E la bimba Mattia, lì per lì che reazione ha avuto?

“La bimba, io subito non ho sentito né grida, né pianti, né voci ed ho temuto per il peggio poi dopo qualche secondo l’abbiamo sentita piangere sia il che Gloria ed anche un signore che era giunto lì per aiutare, abbiamo capito che il peggio era passato e che era andato tutto bene.”

Mattia ti senti un eroe?

“No non mi sento un eroe perchè credo che chiunque avrebbe fatto la stessa cosa al mio posto”

Hai avuto modo di parlare con i suoi genitori o con lei, hai avuto contatti?

“Si ieri, ho fatto una visita veloce al Regina Margherita, non volevo disturbare molto, volevo solo sapere se era tutto apposto, se la bimba stava bene, si ho visto anche i genitori che erano lì.

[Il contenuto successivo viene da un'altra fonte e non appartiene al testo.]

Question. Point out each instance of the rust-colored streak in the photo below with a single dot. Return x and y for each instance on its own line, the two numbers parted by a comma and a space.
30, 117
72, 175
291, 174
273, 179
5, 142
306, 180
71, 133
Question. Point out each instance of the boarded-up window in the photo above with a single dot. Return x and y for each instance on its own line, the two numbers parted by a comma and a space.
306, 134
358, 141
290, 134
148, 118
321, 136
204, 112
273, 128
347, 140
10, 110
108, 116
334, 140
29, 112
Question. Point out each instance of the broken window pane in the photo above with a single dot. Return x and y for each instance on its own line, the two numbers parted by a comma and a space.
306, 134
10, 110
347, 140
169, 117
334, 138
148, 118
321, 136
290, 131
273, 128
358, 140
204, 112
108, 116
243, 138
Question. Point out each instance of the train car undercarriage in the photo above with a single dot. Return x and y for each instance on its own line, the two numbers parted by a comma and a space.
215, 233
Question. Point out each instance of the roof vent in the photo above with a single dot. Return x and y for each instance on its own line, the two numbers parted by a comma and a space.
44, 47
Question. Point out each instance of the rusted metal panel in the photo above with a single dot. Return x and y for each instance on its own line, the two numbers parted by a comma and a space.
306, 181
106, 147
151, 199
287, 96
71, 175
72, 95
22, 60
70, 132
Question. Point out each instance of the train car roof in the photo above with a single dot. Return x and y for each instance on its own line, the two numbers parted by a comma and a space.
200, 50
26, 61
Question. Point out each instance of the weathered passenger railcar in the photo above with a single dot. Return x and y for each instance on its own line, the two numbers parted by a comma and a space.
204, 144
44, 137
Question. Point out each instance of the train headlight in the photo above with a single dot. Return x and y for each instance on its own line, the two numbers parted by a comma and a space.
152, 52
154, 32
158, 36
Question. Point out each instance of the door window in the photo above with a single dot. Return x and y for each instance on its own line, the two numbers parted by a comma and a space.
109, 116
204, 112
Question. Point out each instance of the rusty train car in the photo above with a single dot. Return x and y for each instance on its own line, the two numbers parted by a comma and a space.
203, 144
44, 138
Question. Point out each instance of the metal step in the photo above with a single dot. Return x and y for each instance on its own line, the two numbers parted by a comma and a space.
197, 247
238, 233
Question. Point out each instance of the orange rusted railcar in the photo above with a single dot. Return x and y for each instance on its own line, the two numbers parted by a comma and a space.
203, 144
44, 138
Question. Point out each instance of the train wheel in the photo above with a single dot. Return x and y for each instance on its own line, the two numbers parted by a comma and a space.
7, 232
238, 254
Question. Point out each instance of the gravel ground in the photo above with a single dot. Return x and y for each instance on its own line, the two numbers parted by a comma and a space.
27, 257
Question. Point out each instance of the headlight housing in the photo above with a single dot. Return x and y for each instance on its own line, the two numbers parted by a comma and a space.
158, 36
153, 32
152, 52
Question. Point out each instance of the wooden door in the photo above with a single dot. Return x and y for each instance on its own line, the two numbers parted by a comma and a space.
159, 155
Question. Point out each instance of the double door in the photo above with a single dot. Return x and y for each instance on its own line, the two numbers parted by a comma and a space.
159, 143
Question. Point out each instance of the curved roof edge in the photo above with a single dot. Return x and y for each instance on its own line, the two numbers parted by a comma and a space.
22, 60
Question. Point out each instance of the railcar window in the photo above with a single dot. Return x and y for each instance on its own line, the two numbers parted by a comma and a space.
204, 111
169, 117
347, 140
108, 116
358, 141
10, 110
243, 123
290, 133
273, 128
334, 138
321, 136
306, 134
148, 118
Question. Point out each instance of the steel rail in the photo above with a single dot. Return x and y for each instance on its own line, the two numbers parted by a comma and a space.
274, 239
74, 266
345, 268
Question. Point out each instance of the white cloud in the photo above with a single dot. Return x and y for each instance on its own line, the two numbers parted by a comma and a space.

Volevo ringraziare anche il signor Emilio che ci ha avvisati perché in quel momento eravamo soltanto io e Gloria per strada e soprattutto grazie anche a lui che la bambina é viva e che é andato tutto per il meglio perché se non ci fosse stato lui ad avvisare, noi saremo andati avanti senza accorgerci di ciò che stava succedendo.”

Il 37enne Mattia presto potrebbe ricevere anche un riconoscimento speciale, la Civica Benemeranza, da parte della città di Torino, come promesso dal sindaco Stefano Lo Russo che lo ha chiamato per complimentarsi con lui.